Sistem Acak, Jemaah Terpecah

Anggota Tim Pengawas (Timwas) Haji DPR, Selly Andriyana Grantina, lebih keras menilai kondisi ini. Menurutnya, akar permasalahan adalah keputusan Kementerian Agama yang terburu-buru dalam menerapkan sistem multi-syarikah tanpa mitigasi memadai. Bahkan, penerbitan visa jemaah secara acak menyebabkan pasangan suami-istri dan rombongan kloter tercerai berai sejak tiba di Tanah Suci.

“Dalam satu kloter terdiri dari beberapa syarikah berbeda. Dampaknya luar biasa. Transportasi berantakan, koper jemaah hilang, konsumsi tidak layak, hingga akhirnya jemaah yang harus menjadi korban dari kebijakan yang setengah matang ini,” ujar Selly.

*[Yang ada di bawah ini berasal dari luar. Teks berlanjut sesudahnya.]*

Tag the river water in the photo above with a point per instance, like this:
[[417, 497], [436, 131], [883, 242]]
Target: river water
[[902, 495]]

Ia menjelaskan, DPR sudah belajar dari pengalaman buruk monopoli satu syarikah pada tahun 2023 dan 2024 yang menyebabkan banyak masalah seperti keterlambatan transportasi, kekurangan konsumsi, bahkan keracunan massal. Namun, ia menyayangkan peralihan ke multi-syarikah justru melahirkan masalah baru karena jumlah syarikah terlalu banyak dan beberapa di antaranya belum berpengalaman sama sekali.

“Kami setuju tidak ada monopoli, tapi jangan terlalu banyak syarikah. Ke depan mungkin cukup satu kawasan atau embarkasi satu syarikah agar mudah dikontrol,” imbuhnya.

Jemaah Jadi Korban Kekacauan Logistik

Akibat dari kesalahan perencanaan ini, dampak yang dirasakan jemaah bukan sekadar ketidaknyamanan kecil. Sebagian jemaah bahkan terpaksa berjalan kaki sejauh dua kilometer dari Muzdalifah ke Mina di bawah suhu ekstrem karena bus yang dijanjikan tidak kunjung datang. Selain itu, banyak jemaah yang harus menahan lapar karena makanan basi atau terlambat disalurkan.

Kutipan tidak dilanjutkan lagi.